42. Introduction: Padam

Chronic pain and fatigue set a new context for understanding biomedical technology like digital pathology and imaging, which expose the intimate, invisible body to the naked eye to rout out pain. As ocularcentrism is a fact of life in many societies, visual observation is the default mode of understanding the world. Vision dominates how fibromyalgia is medically perceived and assessed, which also determines its legitimacy (Arnheim, 1969; Jay, 1993; Garland-Thomson, 2009). Clinical practitioners, overenthusiastic about the prospect of infallible vision and certainty about a subjective phenomenon like pain, attempt to extricate the other senses as much as possible from digital health technologies, minimizing doctor-to-patient contact and upholding diagnostic imaging as objective truth, as though it's not a human eye interpreting the final digital image. Contradicting the biomedical model of acute pain, the fibromyalgic patient's presentation of chronic pain doesn't hinge on the visual cues expected of a person in pain. Consequently, the patient is often suspected of hypochondria, malingering, or attention- or drug-seeking.

I can perform my pain into visibility through disability masquerade, a biocultural emphasis on my nohuthu, eylaathu, enna seyrathu disposition, the exercise of metis/thanthiram in body language and body modification. But I can't fool imaging technologies into photographing what isn't there.

Any discussion of the machinic assemblages that capture my body's interior is predicated on ocularcentrism and photography, whose technical, aesthetic, and social aspects influenced the emergence, spread, and acceptance of optical apparatuses in the clinic. Machine detection and rendering orders the diagnosis, legitimacy, and treatment of fibromyalgia. It begins with the confirmation of the trigger points "legitimated" by the patient's visible expressions, like a grimace or flinch, on palpation or via digital dolometry (Tousignant, 2010). It continues with the search for biomarkers of pain in the blood, despite FMS and ME having no confirmed biomarkers, though certain tests are promising (like EpicGenetics' chemokine and cytokine FM/a test, and indicators like sedimentation rate, antibodies from reactivated viruses, and anomalies in mitochondria, cerebrospinal fluid, gut flora, and/or immunoglobulin). And it concludes with a series of X-rays and MRIs meant to locate physiological aberrations that can be corrected, rehabilitated, cured.

From 2006 to 2007, my imaging scans were exclusionary, not affirmative. In 2014, the computerized tomography (CT) scan and transvaginal ultrasound (TVUS) I had to undergo to "prove" the visual presence of an acute crisis inflicted pain and emotional distress and found nothing. Despite being inconclusive, that CT scan — which showed widespread pelvic inflammation — earned me admittance to the emergency department. But once there, the TVUS was administered solely because a physician's assistant didn't see an expected display of pain and decided (based on my gender and ethnicity) that my self-reported symptoms were designed to conceal an active sex life and/or pregnancy.

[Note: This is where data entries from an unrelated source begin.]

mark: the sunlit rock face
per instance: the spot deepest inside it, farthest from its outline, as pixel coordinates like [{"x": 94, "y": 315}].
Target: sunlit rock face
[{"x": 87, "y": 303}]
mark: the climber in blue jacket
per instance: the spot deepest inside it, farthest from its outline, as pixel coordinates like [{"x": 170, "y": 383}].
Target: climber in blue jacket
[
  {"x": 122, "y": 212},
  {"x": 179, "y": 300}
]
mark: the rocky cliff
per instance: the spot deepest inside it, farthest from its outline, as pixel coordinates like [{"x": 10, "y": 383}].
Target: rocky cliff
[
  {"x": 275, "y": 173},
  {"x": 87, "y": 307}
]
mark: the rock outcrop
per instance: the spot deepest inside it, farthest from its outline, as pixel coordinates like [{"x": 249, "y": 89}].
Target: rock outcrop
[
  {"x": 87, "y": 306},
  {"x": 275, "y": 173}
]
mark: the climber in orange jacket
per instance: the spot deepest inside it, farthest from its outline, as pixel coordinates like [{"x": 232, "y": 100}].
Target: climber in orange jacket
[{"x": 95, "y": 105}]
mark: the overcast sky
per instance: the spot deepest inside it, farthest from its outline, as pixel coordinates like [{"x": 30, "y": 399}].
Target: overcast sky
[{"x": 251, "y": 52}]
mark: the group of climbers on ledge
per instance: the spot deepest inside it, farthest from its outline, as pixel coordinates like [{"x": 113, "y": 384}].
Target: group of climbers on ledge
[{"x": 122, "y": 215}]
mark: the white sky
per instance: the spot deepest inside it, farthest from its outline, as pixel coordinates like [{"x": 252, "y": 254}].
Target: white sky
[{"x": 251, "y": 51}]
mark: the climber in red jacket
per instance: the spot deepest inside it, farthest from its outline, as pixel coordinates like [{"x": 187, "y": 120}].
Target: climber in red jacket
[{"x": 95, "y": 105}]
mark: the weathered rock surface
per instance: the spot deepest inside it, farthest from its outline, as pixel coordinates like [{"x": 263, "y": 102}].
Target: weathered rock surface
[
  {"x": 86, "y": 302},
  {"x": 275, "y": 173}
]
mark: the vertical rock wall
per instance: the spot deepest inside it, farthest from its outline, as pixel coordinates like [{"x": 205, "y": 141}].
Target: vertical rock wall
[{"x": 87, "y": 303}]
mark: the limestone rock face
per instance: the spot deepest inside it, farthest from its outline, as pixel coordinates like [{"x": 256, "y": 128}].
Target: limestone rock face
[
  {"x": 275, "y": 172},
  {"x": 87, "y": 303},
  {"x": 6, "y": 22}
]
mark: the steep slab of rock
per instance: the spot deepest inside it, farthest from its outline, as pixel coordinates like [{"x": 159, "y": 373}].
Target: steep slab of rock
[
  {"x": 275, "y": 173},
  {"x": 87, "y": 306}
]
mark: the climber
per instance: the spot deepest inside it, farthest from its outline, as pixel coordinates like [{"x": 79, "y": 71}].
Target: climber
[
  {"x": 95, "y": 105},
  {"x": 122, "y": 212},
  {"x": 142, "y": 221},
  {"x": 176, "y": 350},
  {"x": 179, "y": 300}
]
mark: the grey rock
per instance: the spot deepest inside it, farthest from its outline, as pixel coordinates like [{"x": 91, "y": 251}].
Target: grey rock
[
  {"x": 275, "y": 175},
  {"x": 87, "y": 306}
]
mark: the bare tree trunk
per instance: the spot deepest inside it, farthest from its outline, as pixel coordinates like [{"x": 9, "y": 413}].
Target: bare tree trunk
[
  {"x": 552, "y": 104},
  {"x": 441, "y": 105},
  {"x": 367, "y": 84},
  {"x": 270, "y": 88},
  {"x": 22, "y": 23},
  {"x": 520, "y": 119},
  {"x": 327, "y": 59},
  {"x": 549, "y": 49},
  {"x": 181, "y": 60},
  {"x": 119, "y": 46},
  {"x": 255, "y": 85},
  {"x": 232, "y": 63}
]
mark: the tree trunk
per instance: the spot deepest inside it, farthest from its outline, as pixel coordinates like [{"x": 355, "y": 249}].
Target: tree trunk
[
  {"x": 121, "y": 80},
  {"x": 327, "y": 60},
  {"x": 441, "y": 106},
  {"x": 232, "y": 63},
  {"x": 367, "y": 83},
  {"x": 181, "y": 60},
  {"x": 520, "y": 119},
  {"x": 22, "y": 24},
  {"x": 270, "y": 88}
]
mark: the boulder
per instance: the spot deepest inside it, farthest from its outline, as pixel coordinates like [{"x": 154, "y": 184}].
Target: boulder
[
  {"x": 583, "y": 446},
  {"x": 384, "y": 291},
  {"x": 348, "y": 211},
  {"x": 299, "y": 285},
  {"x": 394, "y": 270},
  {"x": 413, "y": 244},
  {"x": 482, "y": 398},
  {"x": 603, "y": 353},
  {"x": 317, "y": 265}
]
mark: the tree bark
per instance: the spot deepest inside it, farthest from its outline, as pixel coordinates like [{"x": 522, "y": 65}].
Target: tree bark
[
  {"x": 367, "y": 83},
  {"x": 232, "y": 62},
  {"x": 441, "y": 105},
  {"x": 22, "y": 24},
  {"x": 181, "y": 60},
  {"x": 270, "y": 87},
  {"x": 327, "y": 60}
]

Ultimately, imaging scans seeking to diagnose pain, and the medical and academic discourse used to interpret them, determine my functionality and treatment. I couldn't receive surgery without that CT scan, at minimum. I couldn't receive a diagnosis (and therefore medication and a referral for physical therapy) without X-rays and MRIs meant to rule out other musculoskeletal and neurological conditions. However, we find the principle of power not just in one image or individual but "in a certain concerted distribution of bodies, surfaces, lights, gazes in any arrangement whose internal mechanisms produce the relation in which individuals are caught up" (Foucault, 1975/1995, p. 202). Technical rendering and clinical ownership reinforce the invisibility of fibromyalgia, substituting partial data for the whole patient (Alaimo, 2012; Dumit, 2004; Foucault, 1963/1994). This is a medical gaze based not on multisensory perceptual experience and analysis but on recognition of a pattern across pictures meant to apportion the visible within the conceptual configuration of the body (Foucault, 1963/1994, p. 113). The image is absorbed into a complex of practices that generalize about conditions that tend to be individually differentiated.

Teston (2017) asks, "How are evidential worlds assembled from bodies in perpetual flux?" (p. 1). In the case of chronic illnesses like fibromyalgia or myalgic encephalomyelitis, diagnoses of exclusion assigned at the discretion of the physician, seeing is tightly coupled with the promise of cure. In the clinic, the evidential world of painervation remains predominantly visual, even though it never really coalesces.

In this kandam, I ask what it means to be fibromyalgic within these relations, in a matrix of standardized digital evaluations and interventions developed around the notion of pain as an acute, transient symptom, and not a condition itself. I examine how measurement comes with (or abandons) morals. How imaging technologies recast the fibromyalgic body as a frontier to colonize and conquer. How the cryptic chronically ill body unsettles and disperses medical expertise.

How, and for whom, the world is given form.